Well, when it comes to unique and informative attractions in the City of Westminster, visitors to this bustling London district really are spoilt for choice:

London Sea Life Aquarium

The London Sea Life Aquarium could be a must-see attraction for fans of all things nautical, with the attraction located on the popular South Bank of the River Thames and one of the UK’s best sea life centres.

Open Mondays to Sundays from 10am until 7pm (last entry at 6pm), the centre offers the chance for visitors of all ages to get up close and personal with many amazing creatures of the deep.

Coca-Cola London Eye

Individuals looking for some of the best views in the whole of the capital should head along to the Coca-Cola London Eye – which is the world’s tallest cantilevered ferris wheel.
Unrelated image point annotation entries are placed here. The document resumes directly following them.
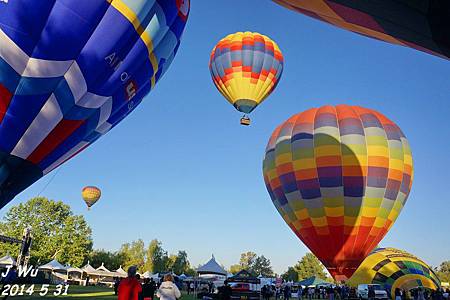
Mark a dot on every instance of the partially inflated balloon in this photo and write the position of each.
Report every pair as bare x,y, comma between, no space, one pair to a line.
423,25
393,268
71,70
339,176
91,195
246,68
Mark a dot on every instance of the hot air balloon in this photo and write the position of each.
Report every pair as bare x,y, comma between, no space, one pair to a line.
339,177
70,71
393,268
246,67
422,25
91,194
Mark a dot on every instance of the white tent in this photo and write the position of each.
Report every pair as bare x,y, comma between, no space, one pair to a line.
211,267
121,272
7,261
70,269
147,275
54,265
88,269
103,268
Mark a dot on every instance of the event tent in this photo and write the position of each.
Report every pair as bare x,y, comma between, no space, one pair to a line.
7,261
313,281
244,276
88,269
211,267
121,272
54,265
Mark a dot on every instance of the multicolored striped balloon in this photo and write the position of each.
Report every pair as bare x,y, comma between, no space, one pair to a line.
339,176
91,194
393,268
423,25
70,71
246,67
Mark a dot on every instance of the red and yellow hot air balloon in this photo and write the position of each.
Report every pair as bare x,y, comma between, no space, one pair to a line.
246,67
339,176
91,194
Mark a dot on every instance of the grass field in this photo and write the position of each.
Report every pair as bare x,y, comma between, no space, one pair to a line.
79,293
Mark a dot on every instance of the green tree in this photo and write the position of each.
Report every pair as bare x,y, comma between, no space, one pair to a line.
309,266
112,260
247,260
181,263
290,275
235,268
134,254
257,265
443,272
261,266
57,232
157,259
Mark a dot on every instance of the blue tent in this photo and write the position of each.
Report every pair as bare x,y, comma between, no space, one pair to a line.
313,280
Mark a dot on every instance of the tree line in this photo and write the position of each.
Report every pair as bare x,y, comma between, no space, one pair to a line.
59,234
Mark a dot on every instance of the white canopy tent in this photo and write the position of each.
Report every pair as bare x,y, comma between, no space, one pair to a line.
121,272
212,267
54,271
7,261
53,266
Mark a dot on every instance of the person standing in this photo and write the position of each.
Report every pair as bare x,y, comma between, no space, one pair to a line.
371,293
310,293
130,288
148,289
398,294
287,292
116,285
168,290
10,278
299,293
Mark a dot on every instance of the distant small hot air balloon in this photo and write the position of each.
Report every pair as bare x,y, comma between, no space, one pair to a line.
393,268
246,67
91,195
339,176
72,70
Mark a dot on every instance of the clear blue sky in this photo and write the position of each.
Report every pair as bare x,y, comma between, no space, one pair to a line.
181,169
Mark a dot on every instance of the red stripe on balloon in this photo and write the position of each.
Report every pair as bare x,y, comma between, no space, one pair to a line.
59,134
5,99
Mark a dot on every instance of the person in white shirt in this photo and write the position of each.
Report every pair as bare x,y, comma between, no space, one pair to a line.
168,290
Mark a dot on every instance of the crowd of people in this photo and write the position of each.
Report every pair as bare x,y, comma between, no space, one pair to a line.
286,292
133,288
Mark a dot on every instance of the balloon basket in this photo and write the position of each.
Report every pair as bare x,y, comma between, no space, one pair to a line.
245,121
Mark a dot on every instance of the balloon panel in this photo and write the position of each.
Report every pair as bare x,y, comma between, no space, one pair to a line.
393,268
91,195
422,25
72,70
246,68
339,177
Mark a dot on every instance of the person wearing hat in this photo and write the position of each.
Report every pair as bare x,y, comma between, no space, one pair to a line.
168,290
130,288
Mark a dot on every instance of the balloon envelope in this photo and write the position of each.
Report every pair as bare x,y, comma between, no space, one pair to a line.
70,71
91,195
393,268
423,25
339,177
246,68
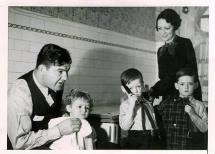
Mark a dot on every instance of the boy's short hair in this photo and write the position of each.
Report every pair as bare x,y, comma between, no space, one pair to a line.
186,72
53,54
131,74
171,17
75,94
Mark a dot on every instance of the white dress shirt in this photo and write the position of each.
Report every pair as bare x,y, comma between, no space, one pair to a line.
19,122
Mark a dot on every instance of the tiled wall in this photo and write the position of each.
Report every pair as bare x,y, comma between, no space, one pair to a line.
133,21
99,56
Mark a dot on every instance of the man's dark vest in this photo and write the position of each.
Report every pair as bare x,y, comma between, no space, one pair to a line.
41,107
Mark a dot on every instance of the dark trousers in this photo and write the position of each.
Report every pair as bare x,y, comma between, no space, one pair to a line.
143,140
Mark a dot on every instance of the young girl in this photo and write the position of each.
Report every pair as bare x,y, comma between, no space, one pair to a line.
78,105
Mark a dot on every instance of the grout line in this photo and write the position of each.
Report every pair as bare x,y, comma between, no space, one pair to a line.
75,37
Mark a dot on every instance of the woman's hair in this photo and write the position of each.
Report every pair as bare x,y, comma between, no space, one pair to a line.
75,94
171,17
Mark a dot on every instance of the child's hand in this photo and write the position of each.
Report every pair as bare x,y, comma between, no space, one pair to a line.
188,109
69,126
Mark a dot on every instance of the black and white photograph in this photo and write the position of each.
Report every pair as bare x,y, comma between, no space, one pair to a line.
108,78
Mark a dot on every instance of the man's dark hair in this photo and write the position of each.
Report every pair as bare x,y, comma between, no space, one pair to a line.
53,54
171,17
131,74
186,72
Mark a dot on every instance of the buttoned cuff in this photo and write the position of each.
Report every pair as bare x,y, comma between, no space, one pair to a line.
53,133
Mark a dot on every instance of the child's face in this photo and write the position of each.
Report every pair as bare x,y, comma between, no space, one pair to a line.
136,87
185,86
80,108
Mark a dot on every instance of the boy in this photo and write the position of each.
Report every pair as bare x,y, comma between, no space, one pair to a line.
78,105
136,113
184,117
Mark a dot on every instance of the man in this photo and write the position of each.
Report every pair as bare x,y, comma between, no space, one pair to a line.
35,98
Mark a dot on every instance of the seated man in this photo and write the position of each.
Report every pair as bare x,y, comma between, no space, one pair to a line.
35,98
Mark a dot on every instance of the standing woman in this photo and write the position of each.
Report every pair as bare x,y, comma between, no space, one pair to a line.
176,53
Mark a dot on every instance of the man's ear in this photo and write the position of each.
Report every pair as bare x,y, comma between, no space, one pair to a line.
176,85
68,108
41,68
123,89
196,85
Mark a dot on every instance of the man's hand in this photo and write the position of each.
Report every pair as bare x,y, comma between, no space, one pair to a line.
132,99
157,101
69,126
188,109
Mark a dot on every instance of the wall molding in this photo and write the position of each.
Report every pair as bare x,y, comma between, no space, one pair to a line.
76,37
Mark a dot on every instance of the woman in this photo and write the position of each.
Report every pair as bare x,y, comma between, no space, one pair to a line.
176,53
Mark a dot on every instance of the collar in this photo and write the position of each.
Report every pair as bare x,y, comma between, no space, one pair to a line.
43,89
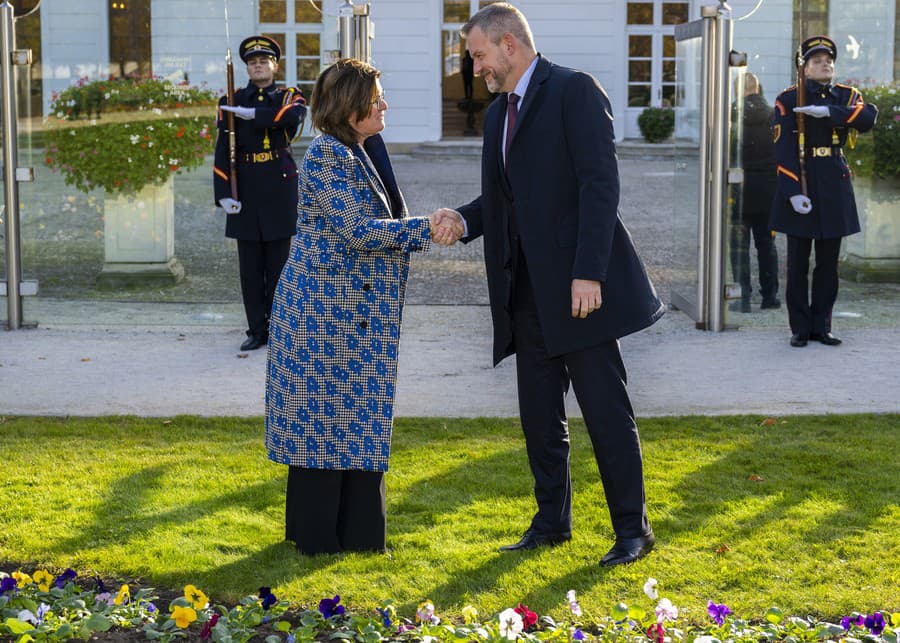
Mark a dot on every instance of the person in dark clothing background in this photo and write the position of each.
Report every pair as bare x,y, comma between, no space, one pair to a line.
264,218
826,212
753,200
Guests can book a place in one of the 32 capsules that reach heights of up to 440 ft and be sure they will get a fantastic view of the surrounding area, including such landmarks as the City of London and the Palace of Westminster.

Big Ben

Officially the Elizabeth Tower, Big Ben is one of the most iconic landmarks in the whole of London, with its name relating to the great bell that rings the hours and not the structure itself.
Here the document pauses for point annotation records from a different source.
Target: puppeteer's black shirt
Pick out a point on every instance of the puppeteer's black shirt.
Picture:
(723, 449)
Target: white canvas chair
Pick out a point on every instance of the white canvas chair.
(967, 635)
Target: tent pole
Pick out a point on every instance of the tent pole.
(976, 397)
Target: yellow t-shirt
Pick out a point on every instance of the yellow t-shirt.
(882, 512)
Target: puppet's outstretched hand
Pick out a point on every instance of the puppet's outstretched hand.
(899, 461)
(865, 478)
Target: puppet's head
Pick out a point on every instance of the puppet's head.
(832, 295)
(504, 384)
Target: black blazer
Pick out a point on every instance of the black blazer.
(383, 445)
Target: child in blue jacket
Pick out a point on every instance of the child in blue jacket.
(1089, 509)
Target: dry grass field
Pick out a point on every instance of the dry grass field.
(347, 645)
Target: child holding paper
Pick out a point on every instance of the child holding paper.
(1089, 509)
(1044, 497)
Completed in 1859, the great clock has kept time at the northern edge of the Houses of Parliament for more than 150 years and remains one of the most popular attractions for visitors to the area.

The Palace of Westminster

With a history spanning almost 1,000 years, the Palace of Westminster is the home of democracy in England and has been the seat of governance since the times of the Anglo-Saxons.

Situated on the banks of the River Thames and home to the Houses of Parliament, this imposing and breathtaking building was designed by Sir Charles Barry and is a living reminder of the importance of democratic rule to the British people.

Visitors can enjoy guided tours of the palace, although many of the most sensitive areas are normally off-limits to the public – just don’t count on bumping into the prime minister!